Lending a Paw(21)
Everyone suddenly focused on me. The silence was so sudden that I thought my ears had stopped working.
“Minnie?” my aunt asked softly. “Is this true? Are you all right?”
Her kindness almost undid me. I nodded and gripped my coffee cup tight. “Ed . . . we’d . . . I’d stopped by that old township hall . . . and . . . and heard something. It was at an old farmhouse. I called 911, but it was too late.”
“Poor Minnie.” Aunt Frances put her hand over mine. “How horrible for you.”
“Yes. And Stan . . .” I swallowed. “I knew him.”
The boarders murmured sympathy. The pressure from Aunt Frances’s hand grew intense. “You knew him? Stan . . . ?”
“Stan Larabee. He’s the one who donated the money for the bookmobile, remember? You said you didn’t know him, last fall when we started planning everything.”
“Yes, I remember saying that.” She released my hand. I stared at my skin, where a white mark showed how her hand had lain.
“You poor thing,” Paulette said, “having to see something like that.”
The others chimed in, asking questions that ranged from who, to how, to why, to when, and to where. All of them asked something, all of them except Aunt Frances, who sat through the remainder of the meal without eating another bite of breakfast.
• • •
I spent the rest of Saturday in the library and barely noticed the passing hours. This was easy to do since the bookmobile’s circulation was separate from the main library and had been shoehorned into a windowless space that had once been the newspaper archives.
My idea had been to get the newspapers microfilmed and donate the print copies to the local historical society to free up the space. Stephen’s objection had been predictable. “Who’s going to pay for the microfilming? It’s not a cheap endeavor, Minnie. Not cheap at all.”
After I’d found, applied for, and been awarded a grant that covered a majority of the costs, Stephen had said, “Even if it’s empty, that room isn’t big enough to house a bookmobile collection.” After I’d found a system of shelving that went floor to ceiling, Stephen had sighed. “Now, Minnie, please don’t take this the wrong way, but height is not one of your sterling qualities.” But I’d been ready for that objection and handed over a catalog of library ladders before he finished his sentence.
The room was high and stark and I loved every inch of it. A few weeks back I’d convinced the janitor—with the help of some fresh doughnuts—to install a tiny drop leaf desk for one of the bookmobile’s laptop computers. I puttered away the rest of Saturday morning, the afternoon, and half the evening, moving from desk to shelves to desk, comparing the main library’s top circulating items against what was checked out on the bookmobile, comparing the checkouts against the lists of top bookmobile books other librarians had sent me, poking around, researching, thinking, and poking some more.
Early on, I tried to call Kristen, but was dumped into her voice mail.
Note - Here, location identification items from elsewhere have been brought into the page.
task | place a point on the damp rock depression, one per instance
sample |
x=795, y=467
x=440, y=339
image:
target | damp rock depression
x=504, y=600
I sat there, gripping my cell phone, surprised at the depth of my disappointment. Until that moment, I hadn’t realized how much I’d wanted to talk to my best friend. I left a short message to call and went back to work.
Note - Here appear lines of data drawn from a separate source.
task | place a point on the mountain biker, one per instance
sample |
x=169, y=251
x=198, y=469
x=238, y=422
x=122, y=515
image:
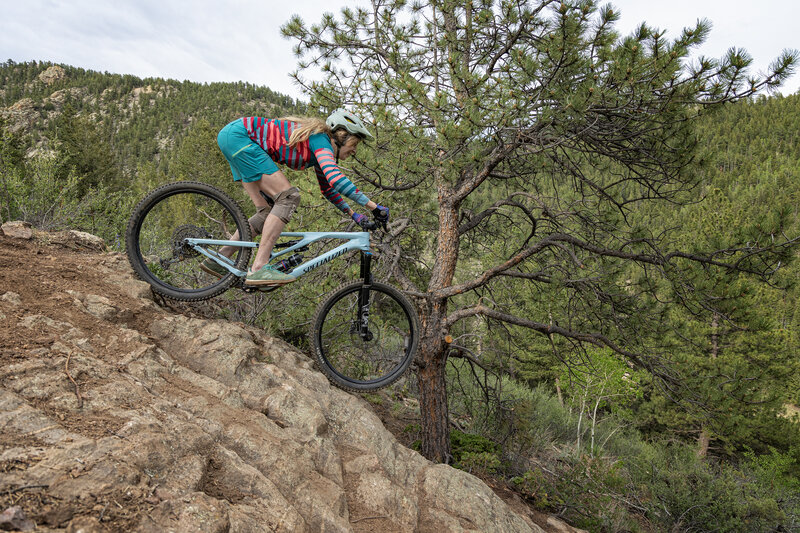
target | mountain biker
x=253, y=146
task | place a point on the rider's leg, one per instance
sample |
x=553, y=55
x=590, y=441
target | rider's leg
x=268, y=183
x=286, y=199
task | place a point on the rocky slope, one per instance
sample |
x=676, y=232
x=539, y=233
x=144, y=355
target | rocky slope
x=118, y=415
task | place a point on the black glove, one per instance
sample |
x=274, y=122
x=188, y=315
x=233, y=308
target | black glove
x=381, y=215
x=363, y=221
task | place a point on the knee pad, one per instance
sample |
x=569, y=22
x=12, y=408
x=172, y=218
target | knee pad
x=286, y=203
x=257, y=221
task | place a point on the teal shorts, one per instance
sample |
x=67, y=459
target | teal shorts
x=247, y=159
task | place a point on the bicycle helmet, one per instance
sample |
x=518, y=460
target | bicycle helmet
x=344, y=119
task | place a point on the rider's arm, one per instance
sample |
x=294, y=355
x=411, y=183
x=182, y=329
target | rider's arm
x=331, y=173
x=331, y=194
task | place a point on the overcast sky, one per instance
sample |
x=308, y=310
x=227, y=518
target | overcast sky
x=240, y=40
The huge breakfast I’d eaten lasted me until midafternoon, and I ignored the gnawing in my stomach until I got a headache. By the time I walked home, took some ibuprofen, and ate cold cereal for supper, I was tired enough to crawl into bed with a book and an Eddie. I drifted to sleep so fast that I didn’t have time to wonder why I’d worked so hard all day.
• • •
Sunday morning, I woke to darkness and rain dripping off the eaves of the houseboat. A morning made for sleeping in. I rolled over, vaguely heard an Eddie-squawk, and closed my eyes.
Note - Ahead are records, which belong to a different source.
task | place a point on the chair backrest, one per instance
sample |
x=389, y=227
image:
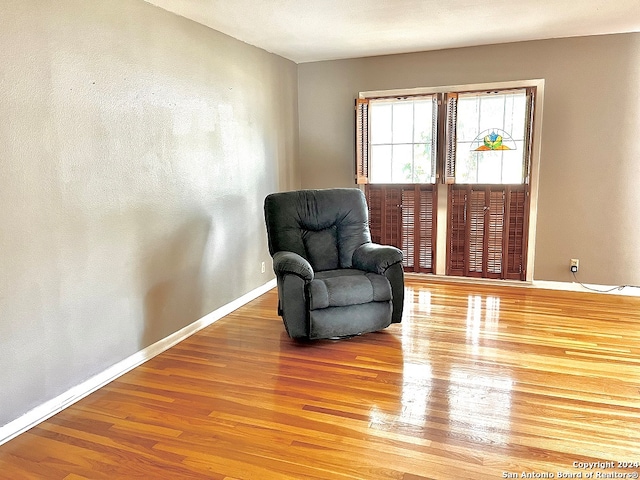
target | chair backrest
x=323, y=226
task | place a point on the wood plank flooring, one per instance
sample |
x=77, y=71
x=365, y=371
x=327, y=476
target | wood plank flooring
x=478, y=382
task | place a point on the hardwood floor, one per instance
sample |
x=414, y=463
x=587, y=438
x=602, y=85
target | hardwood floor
x=478, y=382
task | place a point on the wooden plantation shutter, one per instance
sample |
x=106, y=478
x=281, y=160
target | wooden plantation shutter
x=450, y=137
x=486, y=231
x=403, y=216
x=362, y=141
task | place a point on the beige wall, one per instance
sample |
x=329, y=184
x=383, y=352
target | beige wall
x=590, y=154
x=136, y=148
Bright sunlight in my face woke me. I squinted at the clock. “Half past ten?” I grabbed the clock and pulled it closer. Sure enough, most of the morning was gone. By the time I was showered, dressed, and full of another bowl of cereal, the sky was so blue it was hard to believe it had been pouring rain three hours earlier.
My left-hand neighbor, Louisa Axford, nodded at me as I came out on deck. “Rain before seven, done by eleven,” she said from the comfort of her chaise lounge. “You must be busy up there at your library. I haven’t seen you in days, seems like.”
“Friday was the first bookmobile run.”
“That’s right.” She smiled. Everybody did when you mentioned the bookmobile. “Shakedown cruise. How did it go? Any problems?”
And to think I’d ever bemoaned the fact that people didn’t read the local newspaper. “The bookmobile ran fine,” I said. “No scratches, no dings, no generator issues, no engine problems.”